Вхожу. Как бы не так. Неказистый паренек за прилавком по грудь, нос пуговкой. Отпускает покупателей — одного, другого. Останавливается передо мной:

— Вас что интересует?

Застигнутый врасплох, называю, о ком тот и слыхом не слыхивал, конечно:

— Константина Леонтьева что-нибудь.

А он вскинул бровь и достает, протягивает мне открытку:

— Оставьте свой адрес. Чем черт не шутит. Попадется — извещу.

И что выдумаете, недели не прошло — известил.

А вскоре сидел у меня на кухне. Разговоров было — не переговорить…

Пройдут годы. Эйдельман скажет ему: «Что у вас за физиономия, Юрий Леонардович! Хоть на Павла I снимай вас, хоть на батьку Махно».

Но это — когда пройдут годы. А пока, посиживающая у раскрытого окна, мама мне:

— Твой Юра идет на фоне собственного портфеля.

Портфель у Юры при его росточке действительно великанским выглядит, а мне пророчествует взгляду неоценимую награду…

Иду, открываю, входит:

— Приветствую вас, сэр! — и, перехватив мой взгляд на портфель, улыбается: — Не поглядывайте, не поглядывайте, покурим прежде.

Проходит, снимает на спинку стула свой пиджачишко, закуривает:

— Одноделец ваш заходил. Со списочком потребного ему. И у меня имелось кое-что под прилавком. Не дал! Никакого удовольствия. Возьмет, расплатится и будь здоров. Будто иначе и быть не могло. А накася вот, фигушки тебе!

Гасит сигаретку. Щурится, предвкушая удовольствие:

— Итак!.. — поднимает с пола на колени портфель, медленно открывает его, начинает извлекать; да не что попало, а по возрастающей, чтобы до поросячьего визга довести.

Сперва, скажем, «Записки» Вигеля. Батюшки-свет! Впервые вижу, какого же это года издание?!

За Вигелем — «Лекции по русской истории» Платонова. А, спасибо, Юра! У меня ведь был. Два дня. В такси забыл. Волосы на себе рвал!

За С. Ф. Платоновым — наглухо запретные, глазам своим не верю! — «Вехи».

А сияющий Юра:

— Еще не все, — говорит и жмурится, как кот на масло. Достает раздобытого для меня в Доме книги, где самому мне и захоти, не раздобыть бы в той толкотне, беготне от прилавка к кассе, от кассы к прилавку, аса-пикировщика своего Евтушёнку.

«ЕвТУШЁНКУ дают!»

И тут уж будьте любезны… пока Юра не начитается вам до отвала, не выдохнет:

— Все. Будя.

Вручит и добавит:

— Теперь бы чайком побаловаться. Если ничего посущественней не найдется.

В те приснопамятные времена я и познакомил моего стихочея со стихами «из стола» Слуцкого, а самого Слуцкого с моим стихочеем.

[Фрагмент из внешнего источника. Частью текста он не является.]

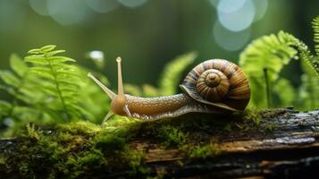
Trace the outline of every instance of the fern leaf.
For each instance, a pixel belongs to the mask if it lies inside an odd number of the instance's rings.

Воспитанник хвалынского детдома, мальчонка в гипсовом воротнике с книжкой под мышкой, а к моменту встречи нашей (через прилавок) — студент-заочник, проживал с бабушкой в Глебучевом овраге, в ее трухлявой халупе. До того трухлявой, что по весеннему половодью половички выжимать приходилось, выбрасывать на просушку. А фотокарточку мне подписывал: «От того, кому на Руси жить хорошо!»

Оно и впрямь было — дай Бог каждому. По крайней мере, пока не прищучили «за хранение и распространение», не выставили «у позорного столба» в областной газете и не выдворили «решением коллектива» с работы. Бодрился: «С Земли не столкнут!».

И утек в Подмосковье. (Я — в Петрозаводск.) «Зачем тратитесь на авиаконверты, — писал, — что авиа, что не авиа — один черт». «Не имей сто рублей!..» — веселился другой раз.

Очутился литсекретарем Слуцкого. Борис Абрамович — Тане: «Если ты уйдешь от меня, я женюсь на Юре Болдыреве и буду издавать в год по книжке!»

Шутки шутками, но служения своему поэту верой и правдой Юре было не занимать. И уже безвозвратно больной Борис Абрамович оставляет на него свой архив, весь итог жизни своей.

Умоляю вас Христа ради
Выбросом просящей руки:
Прочитайте мои тетради,
Расшифруйте черновики!

И прочитал, и расшифровал, и вымахал на белый свет невиданного Бориса Слуцкого в трех томах — тройкой, сам на облучке!

* * *

Уже в хрущевские времена обедаю как-то у мамы.

— Мам, а почему мы уехали тогда из Астрахани?

— А я помню?

— Как это не помнишь? Поездку в Анапу с няней помнишь, к дяде Саше помнишь, а этого не помнишь?!

— Ай, не морочь мне голову! — смутилась и поспешила на кухню.

Так и не сказала. И это, повторяю, уже в хрущевские времена.

* * *

То без снотворного не уснешь, то среди ночи проснешься — и хоть ты глаз коли. Вспоминаю мамино: «О чем — о чем только не передумаешь за ночь!»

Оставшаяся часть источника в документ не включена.